I followed the instructions to the letter, other than not noticing that I needed two pots of sour cream so I only bought one, and didn’t have time to go back to the shop. It turned out perfectly like this though, so when I make the real thing I need to remember to only use one pot of sour cream then as well.
It took a good half an hour to make the mixture then the cake took just under the suggested 2.5 hours in the oven; the way to bake a cake this large without it being burnt at the edges or raw in the middle is at a low heat. The cake was flat on top which was great, and it came out of the tin easily – I had to buy a new cake tin as I didn’t have one big enough and only realised at the last minute that it didn’t have a loose bottom like my other cake tins. I sprayed it liberally with PME Cake Release and had no problems.

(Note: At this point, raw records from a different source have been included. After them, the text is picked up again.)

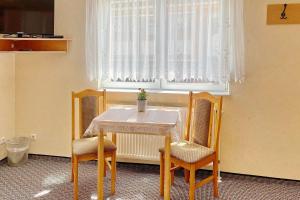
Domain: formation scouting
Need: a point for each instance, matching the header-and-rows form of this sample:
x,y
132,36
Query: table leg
x,y
167,177
101,166
113,166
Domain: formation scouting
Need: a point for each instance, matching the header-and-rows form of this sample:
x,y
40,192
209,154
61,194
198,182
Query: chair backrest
x,y
91,103
204,119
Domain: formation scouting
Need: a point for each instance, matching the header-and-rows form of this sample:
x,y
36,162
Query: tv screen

This page on the BBC Good Food site was also helpful, as it advises how to assemble the wedding cake and gives recipes for the buttercream. I decided not to fill the cake – when wedding cakes are sliced, they are done in a specific way which means you get a thin rectangular slice (rather than a triangle) and I don’t think I’ve ever had one that has filling in the middle. As the pieces aren’t large when they are served, the buttercream around the side and on the top, and the white fondant, is usually enough. Also, I was quite worried about the structural integrity of the cake if I split and filled it; I knew it would be harder to cover in fondant and get smooth sides if the cake had been cut through, and there was a chance the buttercream would squash down and the top part of the cake would move. Luckily the chocolate cake was so moist and light that it really didn’t need a filling at all.
So I followed the recipe given for the chocolate buttercream and had about four times as much as I needed! I spread it on the top and around the sides of the cake and covered it with roll-out fondant – which was not easy with a 12 inch cake! It looked OK for a practice cake but I think I will need to have a lot of spare fondant when I come to do the real thing in case I need to take it off and start over!

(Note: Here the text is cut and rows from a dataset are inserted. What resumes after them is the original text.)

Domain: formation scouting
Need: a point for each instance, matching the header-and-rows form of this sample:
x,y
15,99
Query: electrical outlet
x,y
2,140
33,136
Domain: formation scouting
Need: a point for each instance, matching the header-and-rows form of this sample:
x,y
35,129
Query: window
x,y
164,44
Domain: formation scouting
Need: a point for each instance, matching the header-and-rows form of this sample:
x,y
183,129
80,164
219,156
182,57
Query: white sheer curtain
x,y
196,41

So this is all you are getting as a teaser of the real wedding cake, which I will post on my blog with her permission after the wedding itself in a few months time!
In the meantime because this cake uses Belgian chocolate I am sending it to Formula 1 Foods, the Grand Prix-related blog challenge I host, as the race is coming from Belgium over 21-23 August.
I'm sending this to We Should Cocoa, hosted by Choclette at Tin and Thyme, as this month she is accepting any chocolate recipe.